Growing up in the ’60s and ’70s, I was an avid reader of science fiction and fantasy. Jules Vern, Isaac Asimov, Ursula K Le Guin, Robert Heinlein, Robert Silverberg, and JRR Tolkien were some of my favourite authors. Their imagination of distant planets, life other than human, of wonderful and also terrifying places and civilizations, all at a time when we were making great leaps forward in endeavour and technology to put people into space, on the moon and to travel at supersonic speeds. This was a fervent time for those who could dream, visualize and move us toward the new millennium and the hope of a brave new world.
I remember spending time with my friends, one in particular (sadly, he passed away a few years ago), talking about what the world would be like in the year 2000 and beyond. Would we still be alive to see it and what would this world of the future hold in store for us and our future families.
Flying cars, not unlike the Jetsons, talking with each other via our watch, like Dick Tracey, cures for cancer, stations on the moon and travelling to anywhere in the world in a matter a couple of hours were the subject of many conversations. These thoughts and visions of the future were further fuelled by TV shows such as Star Trek, Lost in Space and movies like Star Wars.
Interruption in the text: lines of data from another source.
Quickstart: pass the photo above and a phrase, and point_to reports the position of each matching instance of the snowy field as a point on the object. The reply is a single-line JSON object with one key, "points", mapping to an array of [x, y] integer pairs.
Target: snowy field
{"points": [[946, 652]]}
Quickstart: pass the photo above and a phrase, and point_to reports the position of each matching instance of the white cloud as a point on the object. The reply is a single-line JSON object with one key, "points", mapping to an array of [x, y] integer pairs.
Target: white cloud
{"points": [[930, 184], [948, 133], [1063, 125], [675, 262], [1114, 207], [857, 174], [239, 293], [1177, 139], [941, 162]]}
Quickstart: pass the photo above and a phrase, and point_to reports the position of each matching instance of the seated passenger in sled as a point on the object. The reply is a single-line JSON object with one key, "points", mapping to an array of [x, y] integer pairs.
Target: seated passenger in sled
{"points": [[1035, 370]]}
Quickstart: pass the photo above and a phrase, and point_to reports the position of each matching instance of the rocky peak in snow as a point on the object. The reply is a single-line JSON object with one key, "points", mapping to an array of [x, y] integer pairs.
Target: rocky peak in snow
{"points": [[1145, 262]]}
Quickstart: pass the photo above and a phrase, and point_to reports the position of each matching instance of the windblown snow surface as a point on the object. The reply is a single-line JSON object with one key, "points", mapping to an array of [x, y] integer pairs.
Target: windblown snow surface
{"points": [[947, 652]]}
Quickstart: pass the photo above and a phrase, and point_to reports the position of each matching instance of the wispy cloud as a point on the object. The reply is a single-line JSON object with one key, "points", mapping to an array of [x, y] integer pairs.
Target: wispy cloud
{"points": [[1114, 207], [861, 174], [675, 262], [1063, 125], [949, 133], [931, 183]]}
We didn’t dream of social media and influencers like the Kardashians or walls both physical and metaphorical dividing countries. We didn’t talk about the rise of capitalism driving a world where every western city has become the same, has become vanilla. We didn’t dream of a world where the big leaps forward were shut down because ‘it was bad for business’. Our vision was one of building on the big things that were already being started. We didn’t talk about climate change or our need to address these issues of globalization, capitalism, terrorism or divisive rhetoric. I think we assumed in a brave new world, where knowledge and striving towards a better world, these things would be dealt with, would be non-events.
Coming into the year 2000 held so much promise, the rise of the internet, personal computers, and email. Mobile phones were moving ahead in leaps and bounds with the likes of Nokia and Motorola and we were being connected in ways we had never been connected before. Our individual worlds were becoming larger as we connected across oceans, countries, and cultures, ironically making the whole world smaller.
Along the way some things happened, sliding door moments, where events, financial markets and the drive for wealth led to shorter-term decisions and set us on the path to becoming not the ‘brave new world’ but the ‘safe new world’.
A world where our own pleasure, our own creature comforts, our own need to be financially successful have moved us and our technology towards what is good for us individually rather than what is good for us collectively. A world where some of the richest people have developed technology to support this safe new world, where being a social influencer is now a much sort after profession, where success is measured in developing apps that make life easier and more pleasurable but do nothing for the social good nor to progress us past the short term emotions and to the big things we need to be finding answers for. A world where governments hide behind safe decisions and roll out the excuses such as ‘we are doing our bit, others have to do theirs’, as against being brave and doing what needs to be done. A world where the psyche is that somebody needs to do something as long as it doesn’t affect me.
What would have the world been like had electric cars not been shut down by GM because of the impact these would have on fossil fuel revenue? What would have the world been like had we not gone after non-existent weapons of mass destruction in Iraq? What would have the world been like had we kept going with supersonic flight and improving on this? What would have the world been like had we kept sending astronauts to the moon and beyond rather than money being spent on defence?
What would have the world looked like had we taken more action on the environment when we were learning about the hole in the ozone layer? My hope for the next few decades is that we find the bravery to tackle the big things again, to redefine success based around these big brave things. To dream once again of a brave new world and give these ideas space to grow and develop and cut through the noise of capitalism and short term-ism.
To see these sliding door moments and choose more wisely than we have in the past 30 years.